I have to admit to being rather taken with Freecycle. It keeps many useful items away from the national and local landfill lunacy which seems unstoppable, and you get to meet some great people.
However, it is making me wonder whether people are naturally 'givers', 'takers, or whether you can be both?
If you look at the archives, some names never ever occur in Offered, only Wanted, and vice versa.
I had to ask whether anyone had something/ a particular item today, and I had to think about it first. How important is this item that I go public and ask for it? What would I do with it if I get it? Do I really want to put myself out as begging for this item, or loan of it, or should I just bite the bullet and spend over £200 to get one? That was sort of the deciding factor. I couldn't afford one if I wanted, and having looked on Ebay, I am never really going to find one at a price I can afford.
(I know you want to know, so it's an overlocking machine. I bought a jumper from Guru in Darlington, and it doesn't fit. Even if I eat 20 cakes a day for the rest of my life, and grow 4ft taller it is never going to fit, but I love it. It's a South American real wool multi-coloured jumper and all I need to do is take it in with an overlocking machine. This jumper was my annual buy of a new item of clothing for me and it cost £30, which is a bloody fortune, and more than most of the rest of my wardrobe is worth.
The fact it didn't fit was absolutely irrelevant as it was the jumper I wanted, and still want, and will want every day of its life. However, if it fit, it would stop everyone else wingeing about the fact it's too big! And I would actually be happier if it fit me, not some 8ft gorilla in the Andes.

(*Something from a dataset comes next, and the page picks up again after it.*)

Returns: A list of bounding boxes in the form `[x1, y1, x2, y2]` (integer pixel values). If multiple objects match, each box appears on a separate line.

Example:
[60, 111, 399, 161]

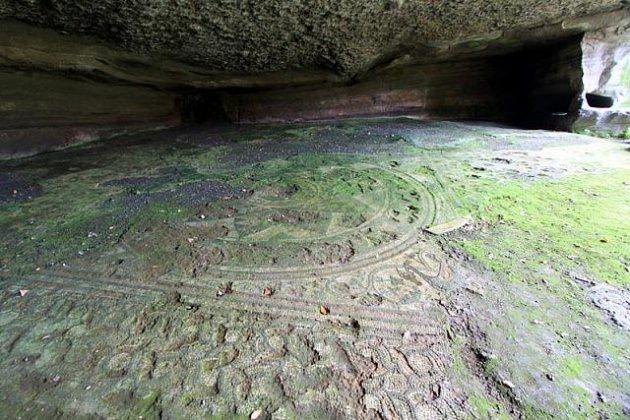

Having been there, I can't possibly imagine who they knit it for! And yes, I did try putting it in the washing machine on a hot wash, and through the tumble dryer, and it is still gloriously too big!)
However, my trawl through the Freecycle archives did reveal that there are people on there who (seem to) just want, and people on there who offer. There are very few people who offer and want and give away items better, or better condition, than those they want.
So, tonight, I am wondering. Even in the fab world of Freecycle, is our grabbing, greedy culture still at work? Or do people find when they go to collect an item from a Freecycler that you come away with far more than you expected, and you end up giving these new friends items you don't need but they do?
Is the value of the network hidden?
Because the value I have had from Freecycle so far is far and away beyond what I had expected from an initial advert. The good feeling from giving is actually quadrupled when the person you are giving to suddenly gives something back, unexpectedly. Whether that is a glass of home brew, a promise of some apples later in the year, or 10 mins meeting their kids and a whole new family in your community, that giving from then, unasked for and unexpected, adds the hidden value of the network.
If you could capitalise on it, IMHO, you would break it, because you would break huamn nature. But if you could bottle it, pwoo-ee! I think you'd have something. Watch out for my next ads on Ebay!
Joking aside, I think the real value of networks is in the hidden intricacies of such networks, the little asides that human nature can add. And I think this ties in to my Mechanical Turk post on the Web PR blog yesterday. In a mechanised world, there will always be the 'human touch' that adds a spark, an incandescence, a passion to everything.
And long may it reign!
Let them take, let them give, let me meet the ones who have what I need, and take away what I don't. The trusted and untrustworthy, The friendly, the needy. And Pan, give me an overlocking machine so I can enjoy my jumper to the full!